ヨーロッパ宇宙機関(ESA)は12月20日、軽量かつ高強度の炭素繊維強化プラスチック(CFRP)を使った将来のロケット燃料タンクの開発プログラム「Phoebus」の試験結果を発表した。

ESAによると、Phoebusプログラムはアリアン6やベガCなどのペイロードフェアリングに使われているCFRPをさらに活用し、ロケットの液体燃料タンクや構造体にも適用することを目指している。CFRP製のタンクを使用すれば、金属製の従来タンクと比較して大幅に軽量化できるため、ロケットの打ち上げ能力の向上が期待できる。

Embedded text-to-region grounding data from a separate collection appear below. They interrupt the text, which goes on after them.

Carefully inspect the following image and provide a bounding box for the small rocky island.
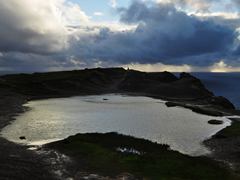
[0,68,240,179]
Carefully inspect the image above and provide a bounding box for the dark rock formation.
[209,96,235,109]
[208,120,224,125]
[19,136,26,140]
[0,69,214,100]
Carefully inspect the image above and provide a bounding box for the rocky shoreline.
[204,118,240,173]
[0,68,240,179]
[0,90,58,179]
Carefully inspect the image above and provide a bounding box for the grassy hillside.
[47,133,239,180]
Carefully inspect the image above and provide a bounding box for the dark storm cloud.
[233,0,240,6]
[70,1,236,66]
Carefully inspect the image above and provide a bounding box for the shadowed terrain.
[0,68,239,179]
[0,68,219,99]
[0,68,236,114]
[46,132,239,180]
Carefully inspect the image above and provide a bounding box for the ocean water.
[1,94,230,156]
[193,73,240,109]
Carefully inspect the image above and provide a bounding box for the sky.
[1,0,240,73]
[72,0,130,21]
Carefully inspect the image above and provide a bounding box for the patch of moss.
[213,119,240,138]
[46,132,238,180]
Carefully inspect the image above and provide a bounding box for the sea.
[192,73,240,109]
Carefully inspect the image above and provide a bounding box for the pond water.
[1,94,231,156]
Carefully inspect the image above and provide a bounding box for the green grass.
[214,120,240,138]
[47,132,239,180]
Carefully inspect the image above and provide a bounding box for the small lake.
[1,94,231,156]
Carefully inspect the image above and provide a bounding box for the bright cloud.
[94,12,104,16]
[210,60,240,72]
[109,0,117,8]
[0,0,90,54]
[122,63,192,72]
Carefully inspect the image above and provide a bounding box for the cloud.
[121,60,240,73]
[0,51,90,72]
[194,12,240,28]
[109,0,117,8]
[122,63,192,72]
[231,0,240,10]
[59,1,90,25]
[156,0,218,12]
[209,60,240,72]
[0,0,240,72]
[0,0,89,55]
[69,1,236,66]
[94,12,104,16]
[157,0,240,15]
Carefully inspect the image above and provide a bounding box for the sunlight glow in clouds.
[123,63,192,72]
[210,60,240,72]
[122,61,240,73]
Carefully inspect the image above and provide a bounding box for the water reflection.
[1,94,231,156]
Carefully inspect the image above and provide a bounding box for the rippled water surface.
[1,94,231,156]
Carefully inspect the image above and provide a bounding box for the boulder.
[19,136,26,140]
[208,120,224,125]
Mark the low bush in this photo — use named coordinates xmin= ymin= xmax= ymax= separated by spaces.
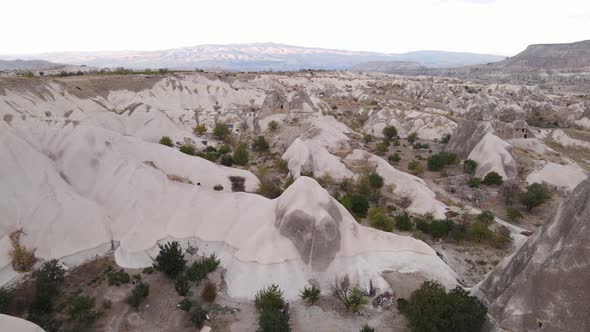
xmin=463 ymin=159 xmax=478 ymax=175
xmin=413 ymin=142 xmax=430 ymax=150
xmin=257 ymin=179 xmax=283 ymax=199
xmin=233 ymin=144 xmax=249 ymax=166
xmin=0 ymin=288 xmax=14 ymax=314
xmin=107 ymin=270 xmax=130 ymax=286
xmin=179 ymin=144 xmax=196 ymax=156
xmin=268 ymin=120 xmax=279 ymax=131
xmin=193 ymin=124 xmax=207 ymax=135
xmin=467 ymin=177 xmax=481 ymax=188
xmin=213 ymin=122 xmax=230 ymax=140
xmin=395 ymin=212 xmax=413 ymax=231
xmin=388 ymin=153 xmax=401 ymax=163
xmin=67 ymin=293 xmax=97 ymax=328
xmin=477 ymin=210 xmax=495 ymax=224
xmin=178 ymin=298 xmax=193 ymax=311
xmin=427 ymin=152 xmax=458 ymax=171
xmin=506 ymin=207 xmax=523 ymax=223
xmin=253 ymin=136 xmax=270 ymax=151
xmin=330 ymin=276 xmax=367 ymax=313
xmin=368 ymin=207 xmax=394 ymax=232
xmin=220 ymin=154 xmax=234 ymax=166
xmin=407 ymin=132 xmax=418 ymax=144
xmin=408 ymin=160 xmax=425 ymax=176
xmin=360 ymin=325 xmax=375 ymax=332
xmin=482 ymin=171 xmax=503 ymax=185
xmin=340 ymin=194 xmax=370 ymax=217
xmin=159 ymin=136 xmax=173 ymax=147
xmin=255 ymin=284 xmax=285 ymax=312
xmin=175 ymin=274 xmax=191 ymax=297
xmin=383 ymin=126 xmax=398 ymax=139
xmin=401 ymin=281 xmax=486 ymax=332
xmin=190 ymin=304 xmax=209 ymax=329
xmin=519 ymin=182 xmax=551 ymax=211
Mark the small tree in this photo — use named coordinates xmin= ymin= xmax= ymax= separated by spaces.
xmin=360 ymin=325 xmax=375 ymax=332
xmin=233 ymin=144 xmax=249 ymax=166
xmin=477 ymin=210 xmax=495 ymax=224
xmin=255 ymin=284 xmax=285 ymax=312
xmin=347 ymin=194 xmax=370 ymax=217
xmin=257 ymin=305 xmax=290 ymax=332
xmin=299 ymin=283 xmax=321 ymax=305
xmin=367 ymin=172 xmax=384 ymax=189
xmin=482 ymin=171 xmax=503 ymax=185
xmin=159 ymin=136 xmax=173 ymax=147
xmin=252 ymin=135 xmax=270 ymax=151
xmin=506 ymin=207 xmax=523 ymax=223
xmin=201 ymin=281 xmax=218 ymax=302
xmin=500 ymin=180 xmax=520 ymax=205
xmin=330 ymin=276 xmax=367 ymax=313
xmin=67 ymin=293 xmax=97 ymax=328
xmin=407 ymin=132 xmax=418 ymax=144
xmin=395 ymin=212 xmax=413 ymax=231
xmin=519 ymin=183 xmax=551 ymax=211
xmin=462 ymin=159 xmax=478 ymax=175
xmin=213 ymin=122 xmax=231 ymax=140
xmin=382 ymin=126 xmax=398 ymax=139
xmin=467 ymin=177 xmax=481 ymax=188
xmin=363 ymin=134 xmax=373 ymax=144
xmin=193 ymin=124 xmax=207 ymax=135
xmin=128 ymin=282 xmax=149 ymax=310
xmin=153 ymin=241 xmax=187 ymax=279
xmin=175 ymin=274 xmax=191 ymax=297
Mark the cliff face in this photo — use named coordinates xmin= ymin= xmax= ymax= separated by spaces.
xmin=478 ymin=179 xmax=590 ymax=331
xmin=497 ymin=40 xmax=590 ymax=72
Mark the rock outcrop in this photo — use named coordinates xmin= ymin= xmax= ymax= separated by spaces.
xmin=478 ymin=179 xmax=590 ymax=331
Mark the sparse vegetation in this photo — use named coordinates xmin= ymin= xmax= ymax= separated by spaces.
xmin=107 ymin=270 xmax=130 ymax=286
xmin=407 ymin=132 xmax=418 ymax=144
xmin=506 ymin=207 xmax=523 ymax=223
xmin=233 ymin=144 xmax=249 ymax=166
xmin=368 ymin=207 xmax=394 ymax=232
xmin=467 ymin=177 xmax=482 ymax=188
xmin=0 ymin=287 xmax=14 ymax=314
xmin=340 ymin=193 xmax=370 ymax=217
xmin=190 ymin=304 xmax=209 ymax=329
xmin=175 ymin=273 xmax=191 ymax=296
xmin=427 ymin=152 xmax=458 ymax=171
xmin=213 ymin=122 xmax=231 ymax=140
xmin=9 ymin=229 xmax=36 ymax=272
xmin=67 ymin=293 xmax=97 ymax=328
xmin=388 ymin=153 xmax=401 ymax=163
xmin=253 ymin=135 xmax=270 ymax=151
xmin=408 ymin=160 xmax=425 ymax=176
xmin=268 ymin=120 xmax=279 ymax=131
xmin=500 ymin=180 xmax=520 ymax=205
xmin=255 ymin=284 xmax=290 ymax=331
xmin=395 ymin=212 xmax=413 ymax=231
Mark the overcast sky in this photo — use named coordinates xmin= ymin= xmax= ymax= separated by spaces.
xmin=2 ymin=0 xmax=589 ymax=56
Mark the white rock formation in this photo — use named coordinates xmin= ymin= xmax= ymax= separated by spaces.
xmin=345 ymin=150 xmax=449 ymax=218
xmin=526 ymin=161 xmax=587 ymax=190
xmin=468 ymin=132 xmax=517 ymax=179
xmin=0 ymin=314 xmax=45 ymax=332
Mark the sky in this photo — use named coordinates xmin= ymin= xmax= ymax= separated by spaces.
xmin=2 ymin=0 xmax=589 ymax=56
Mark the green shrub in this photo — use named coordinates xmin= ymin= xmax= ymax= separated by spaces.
xmin=175 ymin=274 xmax=191 ymax=297
xmin=367 ymin=172 xmax=384 ymax=189
xmin=427 ymin=152 xmax=458 ymax=171
xmin=477 ymin=210 xmax=495 ymax=224
xmin=506 ymin=207 xmax=523 ymax=223
xmin=128 ymin=282 xmax=149 ymax=310
xmin=201 ymin=281 xmax=217 ymax=302
xmin=213 ymin=122 xmax=230 ymax=140
xmin=142 ymin=267 xmax=154 ymax=275
xmin=401 ymin=281 xmax=486 ymax=332
xmin=253 ymin=136 xmax=270 ymax=151
xmin=257 ymin=306 xmax=290 ymax=332
xmin=159 ymin=136 xmax=173 ymax=147
xmin=375 ymin=142 xmax=388 ymax=155
xmin=330 ymin=276 xmax=367 ymax=313
xmin=388 ymin=153 xmax=401 ymax=163
xmin=482 ymin=171 xmax=504 ymax=185
xmin=220 ymin=154 xmax=234 ymax=166
xmin=107 ymin=270 xmax=130 ymax=286
xmin=255 ymin=284 xmax=285 ymax=312
xmin=344 ymin=194 xmax=370 ymax=217
xmin=383 ymin=126 xmax=398 ymax=139
xmin=467 ymin=177 xmax=481 ymax=188
xmin=257 ymin=180 xmax=283 ymax=198
xmin=268 ymin=120 xmax=279 ymax=131
xmin=178 ymin=298 xmax=193 ymax=311
xmin=360 ymin=325 xmax=375 ymax=332
xmin=519 ymin=182 xmax=551 ymax=211
xmin=368 ymin=207 xmax=394 ymax=232
xmin=463 ymin=159 xmax=478 ymax=175
xmin=193 ymin=124 xmax=207 ymax=135
xmin=466 ymin=222 xmax=492 ymax=242
xmin=395 ymin=212 xmax=413 ymax=231
xmin=299 ymin=283 xmax=321 ymax=305
xmin=408 ymin=160 xmax=425 ymax=176
xmin=363 ymin=134 xmax=373 ymax=143
xmin=67 ymin=293 xmax=96 ymax=327
xmin=407 ymin=132 xmax=418 ymax=144
xmin=233 ymin=144 xmax=249 ymax=166
xmin=153 ymin=241 xmax=187 ymax=279
xmin=179 ymin=144 xmax=196 ymax=156
xmin=217 ymin=144 xmax=231 ymax=155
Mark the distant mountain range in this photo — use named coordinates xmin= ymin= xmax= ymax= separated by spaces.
xmin=0 ymin=59 xmax=63 ymax=71
xmin=0 ymin=43 xmax=505 ymax=71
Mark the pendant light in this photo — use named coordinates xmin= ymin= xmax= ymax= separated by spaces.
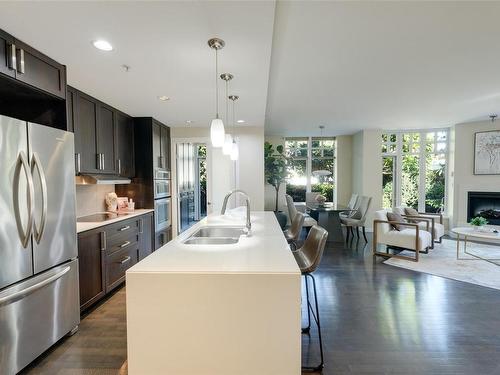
xmin=208 ymin=38 xmax=225 ymax=147
xmin=229 ymin=95 xmax=240 ymax=161
xmin=314 ymin=125 xmax=331 ymax=176
xmin=220 ymin=73 xmax=234 ymax=155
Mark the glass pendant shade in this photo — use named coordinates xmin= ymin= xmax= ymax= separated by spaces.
xmin=210 ymin=118 xmax=225 ymax=147
xmin=222 ymin=134 xmax=233 ymax=155
xmin=230 ymin=141 xmax=239 ymax=161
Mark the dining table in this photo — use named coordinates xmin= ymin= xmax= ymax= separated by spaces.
xmin=306 ymin=202 xmax=351 ymax=242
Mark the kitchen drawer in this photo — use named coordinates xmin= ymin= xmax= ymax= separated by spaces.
xmin=104 ymin=218 xmax=139 ymax=240
xmin=106 ymin=232 xmax=139 ymax=256
xmin=105 ymin=244 xmax=138 ymax=293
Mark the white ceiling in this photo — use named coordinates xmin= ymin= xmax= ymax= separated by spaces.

Phoebusのタンクはこれまでに複数の試験に耐え抜いている。10月には気密性能試験に合格し、液体窒素を-196°Cに冷やした状態で13バールの圧力に耐えた。12月にはドイツの軍事試験場で液体酸素との反応性試験もクリアした。ESAの担当マネージャーは「酸素タンクの試験は完全な成功で、タンクは完璧に耐え抜いた」とコメントしている。

今後はアリアン6に搭載可能な全長4メートルの実物大タンクの製造や、液体水素タンクとの組み合わせ試験などを行う計画だ。ESAはCFRP製の軽量タンクをアリアン6の新型上段に使用することを最終目標としている。